983.2010年1月21日(木) 旅行業界への風向きは良くなったか。

 日本航空が破綻したことは一航空会社のつまづきであるばかりでなく、日本経済全体に暗い影を落とした。関係が深い旅行業界からもご他聞に洩れず、あまり良いニュースが聞かれなかったが、それでも日本旅行業協会(JATA)の発表に依れば、2009年の大手旅行会社7社が取り扱った海外パッケージツアー参加者数が、近年漸減傾向の中で久しぶりに対前年11.5%増を記録した。新聞広告で集客している阪急交通社も、出張手配でネット旅行販売の世界的大手エジェンシア社と業務受託契約を結んだ。大手に名乗りを挙げたHIS社も長崎県佐世保市にあるハウステンボスに出資して経営支援するという。ともかく元気を見せてきた。

 こういうニュースはかつて新聞には取り上げられなかった。旅行業界の地位が低かったからだ。それが、今では大学生の求職人気も向上し、旅行関連ニュースが大分取り上げられるようになった。変れば変わったものである。

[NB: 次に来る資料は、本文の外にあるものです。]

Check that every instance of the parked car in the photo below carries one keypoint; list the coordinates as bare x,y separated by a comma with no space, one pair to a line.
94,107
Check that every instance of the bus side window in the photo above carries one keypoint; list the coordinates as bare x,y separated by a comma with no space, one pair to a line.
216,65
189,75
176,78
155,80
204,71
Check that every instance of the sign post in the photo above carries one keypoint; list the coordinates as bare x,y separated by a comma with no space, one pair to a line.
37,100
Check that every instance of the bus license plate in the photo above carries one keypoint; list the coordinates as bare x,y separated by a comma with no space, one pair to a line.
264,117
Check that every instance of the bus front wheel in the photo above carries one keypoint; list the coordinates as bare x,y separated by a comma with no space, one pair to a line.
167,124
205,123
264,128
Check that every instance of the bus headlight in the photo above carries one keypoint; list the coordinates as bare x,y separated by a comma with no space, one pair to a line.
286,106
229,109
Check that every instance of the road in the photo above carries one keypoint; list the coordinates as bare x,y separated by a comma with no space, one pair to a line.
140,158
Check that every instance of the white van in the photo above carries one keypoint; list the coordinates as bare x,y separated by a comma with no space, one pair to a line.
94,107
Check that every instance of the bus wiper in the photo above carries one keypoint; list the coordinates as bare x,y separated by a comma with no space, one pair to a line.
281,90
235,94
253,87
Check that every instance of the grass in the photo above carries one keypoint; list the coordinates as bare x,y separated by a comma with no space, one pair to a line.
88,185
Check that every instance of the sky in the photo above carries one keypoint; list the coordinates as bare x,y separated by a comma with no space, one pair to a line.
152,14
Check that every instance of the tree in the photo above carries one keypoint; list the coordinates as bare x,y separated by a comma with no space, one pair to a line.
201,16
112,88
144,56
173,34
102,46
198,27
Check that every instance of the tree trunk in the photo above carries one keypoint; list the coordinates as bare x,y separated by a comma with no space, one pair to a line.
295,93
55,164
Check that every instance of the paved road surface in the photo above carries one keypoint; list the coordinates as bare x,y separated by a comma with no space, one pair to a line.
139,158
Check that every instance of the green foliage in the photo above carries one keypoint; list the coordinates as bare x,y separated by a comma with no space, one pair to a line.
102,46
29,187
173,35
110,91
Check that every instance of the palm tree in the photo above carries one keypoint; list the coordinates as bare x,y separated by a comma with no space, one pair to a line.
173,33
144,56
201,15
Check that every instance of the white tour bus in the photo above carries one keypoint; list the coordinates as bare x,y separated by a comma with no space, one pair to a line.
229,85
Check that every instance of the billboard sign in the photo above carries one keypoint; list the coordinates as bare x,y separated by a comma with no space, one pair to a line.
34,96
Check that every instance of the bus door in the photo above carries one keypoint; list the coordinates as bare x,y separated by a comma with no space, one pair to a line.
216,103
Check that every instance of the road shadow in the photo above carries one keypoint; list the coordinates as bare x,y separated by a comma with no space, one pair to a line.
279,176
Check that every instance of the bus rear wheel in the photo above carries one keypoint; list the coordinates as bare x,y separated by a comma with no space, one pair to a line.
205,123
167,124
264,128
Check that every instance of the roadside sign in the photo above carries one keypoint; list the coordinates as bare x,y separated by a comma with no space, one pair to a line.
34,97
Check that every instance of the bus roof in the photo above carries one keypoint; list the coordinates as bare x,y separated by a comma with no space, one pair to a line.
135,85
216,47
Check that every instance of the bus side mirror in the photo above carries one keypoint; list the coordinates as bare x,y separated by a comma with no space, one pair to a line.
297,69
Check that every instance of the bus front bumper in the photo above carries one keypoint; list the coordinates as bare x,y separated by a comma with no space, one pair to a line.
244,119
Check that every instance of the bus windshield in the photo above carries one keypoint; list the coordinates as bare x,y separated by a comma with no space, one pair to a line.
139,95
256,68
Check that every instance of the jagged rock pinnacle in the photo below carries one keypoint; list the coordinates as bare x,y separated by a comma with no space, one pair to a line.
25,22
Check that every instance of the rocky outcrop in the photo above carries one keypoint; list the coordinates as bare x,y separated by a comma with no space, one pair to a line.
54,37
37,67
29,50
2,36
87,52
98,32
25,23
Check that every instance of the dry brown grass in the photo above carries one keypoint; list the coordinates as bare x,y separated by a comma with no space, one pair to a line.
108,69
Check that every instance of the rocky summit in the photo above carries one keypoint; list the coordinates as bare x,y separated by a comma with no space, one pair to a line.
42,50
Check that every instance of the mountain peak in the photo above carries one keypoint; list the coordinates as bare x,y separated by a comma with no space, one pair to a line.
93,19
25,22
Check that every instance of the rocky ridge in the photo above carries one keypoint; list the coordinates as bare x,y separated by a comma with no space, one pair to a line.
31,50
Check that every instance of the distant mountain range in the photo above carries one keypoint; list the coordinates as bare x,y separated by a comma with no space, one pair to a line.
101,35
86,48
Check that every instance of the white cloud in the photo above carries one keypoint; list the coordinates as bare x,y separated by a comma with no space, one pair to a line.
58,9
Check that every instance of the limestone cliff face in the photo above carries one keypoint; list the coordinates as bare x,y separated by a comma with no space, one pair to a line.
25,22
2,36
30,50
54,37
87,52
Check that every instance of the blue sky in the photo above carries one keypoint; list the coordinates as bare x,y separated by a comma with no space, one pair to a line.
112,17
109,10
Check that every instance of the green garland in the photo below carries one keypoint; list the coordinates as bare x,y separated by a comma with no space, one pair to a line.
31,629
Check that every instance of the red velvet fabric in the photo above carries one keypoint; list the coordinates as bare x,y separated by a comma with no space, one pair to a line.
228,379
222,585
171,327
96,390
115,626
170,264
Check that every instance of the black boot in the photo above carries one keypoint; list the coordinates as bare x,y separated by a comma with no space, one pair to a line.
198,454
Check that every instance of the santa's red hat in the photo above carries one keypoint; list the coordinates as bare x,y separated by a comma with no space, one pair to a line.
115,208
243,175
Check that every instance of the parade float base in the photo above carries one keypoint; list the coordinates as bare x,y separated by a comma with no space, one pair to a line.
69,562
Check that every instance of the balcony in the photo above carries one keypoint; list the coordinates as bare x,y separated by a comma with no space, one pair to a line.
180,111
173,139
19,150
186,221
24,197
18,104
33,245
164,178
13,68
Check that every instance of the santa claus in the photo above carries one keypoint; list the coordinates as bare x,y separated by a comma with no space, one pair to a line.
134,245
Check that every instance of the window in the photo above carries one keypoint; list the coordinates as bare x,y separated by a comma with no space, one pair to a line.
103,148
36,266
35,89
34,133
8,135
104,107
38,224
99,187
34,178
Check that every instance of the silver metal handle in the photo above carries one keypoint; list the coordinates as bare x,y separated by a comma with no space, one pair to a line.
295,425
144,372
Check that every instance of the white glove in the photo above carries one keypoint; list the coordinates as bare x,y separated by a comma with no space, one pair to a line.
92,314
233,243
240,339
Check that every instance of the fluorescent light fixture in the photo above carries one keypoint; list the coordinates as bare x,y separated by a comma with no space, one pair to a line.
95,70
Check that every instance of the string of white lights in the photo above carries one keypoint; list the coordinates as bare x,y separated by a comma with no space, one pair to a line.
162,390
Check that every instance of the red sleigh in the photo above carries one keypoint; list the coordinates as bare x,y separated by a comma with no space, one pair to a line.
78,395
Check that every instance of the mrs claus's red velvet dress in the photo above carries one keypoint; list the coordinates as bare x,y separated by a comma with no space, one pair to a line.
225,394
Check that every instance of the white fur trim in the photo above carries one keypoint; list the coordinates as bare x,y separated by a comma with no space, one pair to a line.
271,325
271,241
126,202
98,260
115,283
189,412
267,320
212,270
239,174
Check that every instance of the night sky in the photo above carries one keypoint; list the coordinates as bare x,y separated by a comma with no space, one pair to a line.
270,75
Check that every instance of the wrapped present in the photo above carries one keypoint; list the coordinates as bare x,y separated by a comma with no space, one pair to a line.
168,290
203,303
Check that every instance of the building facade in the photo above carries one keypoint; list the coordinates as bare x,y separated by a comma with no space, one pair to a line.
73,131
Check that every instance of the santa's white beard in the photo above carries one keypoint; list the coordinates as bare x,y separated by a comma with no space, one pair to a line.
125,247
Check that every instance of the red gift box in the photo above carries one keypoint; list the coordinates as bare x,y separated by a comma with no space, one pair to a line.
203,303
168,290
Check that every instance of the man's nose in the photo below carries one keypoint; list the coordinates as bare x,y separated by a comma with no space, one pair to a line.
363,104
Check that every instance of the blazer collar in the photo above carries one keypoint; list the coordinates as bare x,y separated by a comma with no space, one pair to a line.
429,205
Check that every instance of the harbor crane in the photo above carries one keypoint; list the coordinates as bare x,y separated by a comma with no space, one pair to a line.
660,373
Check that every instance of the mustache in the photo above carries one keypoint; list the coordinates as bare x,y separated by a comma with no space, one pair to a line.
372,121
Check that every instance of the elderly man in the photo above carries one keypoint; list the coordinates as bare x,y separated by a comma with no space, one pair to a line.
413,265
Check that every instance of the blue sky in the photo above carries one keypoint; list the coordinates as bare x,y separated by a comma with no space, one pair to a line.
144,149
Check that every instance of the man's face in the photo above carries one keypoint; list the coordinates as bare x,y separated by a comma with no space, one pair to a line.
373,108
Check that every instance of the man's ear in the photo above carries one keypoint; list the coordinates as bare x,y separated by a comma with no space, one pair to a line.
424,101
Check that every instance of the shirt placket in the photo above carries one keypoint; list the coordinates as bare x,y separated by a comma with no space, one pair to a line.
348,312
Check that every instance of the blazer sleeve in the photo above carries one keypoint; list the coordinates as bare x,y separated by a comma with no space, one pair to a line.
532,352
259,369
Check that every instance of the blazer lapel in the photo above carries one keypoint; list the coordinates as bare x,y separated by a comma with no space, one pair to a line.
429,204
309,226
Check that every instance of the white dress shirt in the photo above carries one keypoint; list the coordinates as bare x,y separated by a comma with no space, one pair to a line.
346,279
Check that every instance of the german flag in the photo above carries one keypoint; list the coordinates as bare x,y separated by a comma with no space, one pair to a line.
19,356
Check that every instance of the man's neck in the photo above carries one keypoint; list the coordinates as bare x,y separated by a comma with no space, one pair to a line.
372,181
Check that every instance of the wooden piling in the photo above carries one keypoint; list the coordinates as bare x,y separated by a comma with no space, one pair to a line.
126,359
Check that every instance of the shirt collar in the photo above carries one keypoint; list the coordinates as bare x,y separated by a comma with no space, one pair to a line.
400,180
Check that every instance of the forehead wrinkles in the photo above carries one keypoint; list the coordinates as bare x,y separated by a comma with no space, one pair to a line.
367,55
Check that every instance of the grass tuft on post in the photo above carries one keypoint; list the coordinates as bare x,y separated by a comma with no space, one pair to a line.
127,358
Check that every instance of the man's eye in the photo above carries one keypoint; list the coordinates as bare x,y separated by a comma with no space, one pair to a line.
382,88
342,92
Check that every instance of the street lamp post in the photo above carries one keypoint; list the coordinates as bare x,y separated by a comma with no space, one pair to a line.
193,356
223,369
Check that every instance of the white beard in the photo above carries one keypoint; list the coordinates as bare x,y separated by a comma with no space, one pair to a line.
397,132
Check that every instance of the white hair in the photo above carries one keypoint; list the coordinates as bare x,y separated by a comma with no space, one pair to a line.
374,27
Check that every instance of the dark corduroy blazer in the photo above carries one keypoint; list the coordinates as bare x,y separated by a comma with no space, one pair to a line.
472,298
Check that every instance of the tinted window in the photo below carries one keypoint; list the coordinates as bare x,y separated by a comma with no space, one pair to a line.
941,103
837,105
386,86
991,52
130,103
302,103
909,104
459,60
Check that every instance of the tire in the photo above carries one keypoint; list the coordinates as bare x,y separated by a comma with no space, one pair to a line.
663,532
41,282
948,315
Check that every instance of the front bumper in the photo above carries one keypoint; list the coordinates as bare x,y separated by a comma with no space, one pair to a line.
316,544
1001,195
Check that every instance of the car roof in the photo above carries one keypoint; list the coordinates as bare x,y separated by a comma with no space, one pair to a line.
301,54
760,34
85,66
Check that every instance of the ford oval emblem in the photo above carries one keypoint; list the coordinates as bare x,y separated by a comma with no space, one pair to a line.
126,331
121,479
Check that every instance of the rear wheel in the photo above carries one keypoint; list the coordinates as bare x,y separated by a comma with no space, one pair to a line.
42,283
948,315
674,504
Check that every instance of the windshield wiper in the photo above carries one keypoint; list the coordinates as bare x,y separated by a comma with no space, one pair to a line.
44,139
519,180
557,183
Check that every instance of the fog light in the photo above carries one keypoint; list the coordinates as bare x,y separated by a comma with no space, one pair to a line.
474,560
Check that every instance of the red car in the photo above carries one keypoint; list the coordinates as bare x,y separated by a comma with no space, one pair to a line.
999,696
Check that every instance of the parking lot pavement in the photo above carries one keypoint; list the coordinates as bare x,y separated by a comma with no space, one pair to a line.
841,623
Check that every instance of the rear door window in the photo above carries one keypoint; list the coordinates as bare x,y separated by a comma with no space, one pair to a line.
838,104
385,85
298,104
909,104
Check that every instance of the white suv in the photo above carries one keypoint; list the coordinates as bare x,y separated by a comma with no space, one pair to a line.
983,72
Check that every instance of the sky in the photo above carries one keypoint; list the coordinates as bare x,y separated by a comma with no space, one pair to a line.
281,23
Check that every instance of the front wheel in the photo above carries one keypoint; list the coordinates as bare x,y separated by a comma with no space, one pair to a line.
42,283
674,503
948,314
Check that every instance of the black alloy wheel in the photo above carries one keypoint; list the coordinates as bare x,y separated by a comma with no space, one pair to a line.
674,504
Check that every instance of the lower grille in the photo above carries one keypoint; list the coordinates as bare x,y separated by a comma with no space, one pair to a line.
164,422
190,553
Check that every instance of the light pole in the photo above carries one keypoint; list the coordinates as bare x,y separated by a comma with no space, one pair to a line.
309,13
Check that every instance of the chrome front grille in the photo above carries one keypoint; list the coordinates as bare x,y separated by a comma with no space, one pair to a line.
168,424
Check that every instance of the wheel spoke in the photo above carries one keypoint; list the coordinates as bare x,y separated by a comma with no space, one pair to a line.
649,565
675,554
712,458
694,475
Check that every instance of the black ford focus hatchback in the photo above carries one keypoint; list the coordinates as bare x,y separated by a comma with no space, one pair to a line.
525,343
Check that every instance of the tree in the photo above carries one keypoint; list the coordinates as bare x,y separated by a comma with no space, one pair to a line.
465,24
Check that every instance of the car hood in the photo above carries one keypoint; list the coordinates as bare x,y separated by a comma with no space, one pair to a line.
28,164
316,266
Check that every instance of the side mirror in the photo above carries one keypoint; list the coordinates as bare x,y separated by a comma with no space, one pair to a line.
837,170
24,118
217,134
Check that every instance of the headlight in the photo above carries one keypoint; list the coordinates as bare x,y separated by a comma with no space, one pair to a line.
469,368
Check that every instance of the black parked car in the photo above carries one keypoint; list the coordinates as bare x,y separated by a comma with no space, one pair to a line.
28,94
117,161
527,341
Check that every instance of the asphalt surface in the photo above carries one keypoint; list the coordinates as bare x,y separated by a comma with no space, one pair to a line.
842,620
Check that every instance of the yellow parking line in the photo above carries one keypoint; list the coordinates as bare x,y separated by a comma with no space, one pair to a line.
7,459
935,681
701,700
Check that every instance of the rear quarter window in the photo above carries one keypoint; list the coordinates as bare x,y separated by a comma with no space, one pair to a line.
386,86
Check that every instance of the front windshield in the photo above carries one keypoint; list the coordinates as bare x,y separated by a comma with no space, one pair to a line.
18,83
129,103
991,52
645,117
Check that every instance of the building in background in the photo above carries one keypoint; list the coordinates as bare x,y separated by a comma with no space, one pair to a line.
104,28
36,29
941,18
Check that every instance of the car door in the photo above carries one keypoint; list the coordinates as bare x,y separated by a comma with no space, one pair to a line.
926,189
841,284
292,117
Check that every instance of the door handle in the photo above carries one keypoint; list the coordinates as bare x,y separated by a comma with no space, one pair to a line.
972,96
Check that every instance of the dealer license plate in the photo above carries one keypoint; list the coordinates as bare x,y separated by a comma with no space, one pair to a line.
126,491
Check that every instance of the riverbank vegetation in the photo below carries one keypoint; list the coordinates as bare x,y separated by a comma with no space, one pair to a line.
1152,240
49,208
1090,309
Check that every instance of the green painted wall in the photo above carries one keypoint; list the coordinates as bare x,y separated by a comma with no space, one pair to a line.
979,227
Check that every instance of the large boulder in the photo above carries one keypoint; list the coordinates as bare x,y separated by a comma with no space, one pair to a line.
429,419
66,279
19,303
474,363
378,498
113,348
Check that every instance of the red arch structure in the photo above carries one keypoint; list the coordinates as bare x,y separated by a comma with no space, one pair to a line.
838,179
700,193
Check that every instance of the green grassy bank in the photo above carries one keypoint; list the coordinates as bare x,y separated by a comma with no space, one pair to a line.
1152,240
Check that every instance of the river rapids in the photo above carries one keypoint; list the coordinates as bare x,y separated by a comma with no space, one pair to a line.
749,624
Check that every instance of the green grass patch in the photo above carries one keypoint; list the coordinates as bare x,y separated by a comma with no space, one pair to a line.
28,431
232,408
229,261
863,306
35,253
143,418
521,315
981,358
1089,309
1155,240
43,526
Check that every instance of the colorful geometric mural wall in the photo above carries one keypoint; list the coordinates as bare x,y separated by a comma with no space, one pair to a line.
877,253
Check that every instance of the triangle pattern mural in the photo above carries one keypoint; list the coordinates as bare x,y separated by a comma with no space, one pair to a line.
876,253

 今年中に書き上げられるかどうか分からないが、今「士農工商エージェントと添乗員一代記」(仮称)というドキュメントを書いている。かつてはエージェントの地位がいかに低く見られていたかということを思い切って書こうと思っている。実際在職中は随分顧客にバカにされたり、舐められたりしたものだ。倒産した日本航空に比べれば、天と地の差があった。それが今ではエージェントを見る目が軽蔑から大分好意的になってきたし、旅行業界の若者たちは、もうかつてのひがみ根性は抱いていないのではないか。まあ長年禄を食んでいた業界だけに、陽が当たるようになったことは嬉しいことである。

 さて、最近気にかかるニュースとして、ハイチの大地震の被害がある。死者が5万人から20万人と随分幅のある数字であるが、都市がまるごとつぶれてしまったので、被災者数もまったく見当がつかないようだ。大統領府も倒壊して、首都全体が崩壊し、国家自体が機能不全に陥っている。敢えて言えば、国家沈没、国家壊滅と言えるだろう。

 昨日になって地震による死者は7万人と公式発表された。まだまだ増えそうだが、そのハイチから避難民が続々とアメリカへ向かい出した。アメリカでは不法入国は認めないと警告しているが、現在のようなないないづくしの被災状況と今後の生活不安に、住民は不安を募らせ母国から逃げ出そうとしている。悲劇である。元々世界最貧国だったハイチは1人当たりの年間所得額が6万円程度で、やはり貧しい隣国のドミニカ共和国の約40万円に比べてみても、その貧しさは推して知るべしである。

 日本の医療班を主とする救援隊もハイチへやって来た。いつもは対岸の火災視している中国が、今回はスタート・ダッシュが早く他国救援隊の機先を制したかに見えたが、ちょっと躓いてしまった。出足は良かったが、早々に救援活動の最中に事故で救援隊員を8人も失ってしまった。救援活動より自国の隊員の救助、本国送還に忙しく、亡くなった隊員に弔意を表し国葬級の取扱で本国で連日報道するものだから、何のための救援活動だったのかと他国から非難や中傷をされる有様である。こう言っては悪いが普段やり慣れないことをやると、どこかに無理が出る。

 まだ当分ハイチは落ち着かない。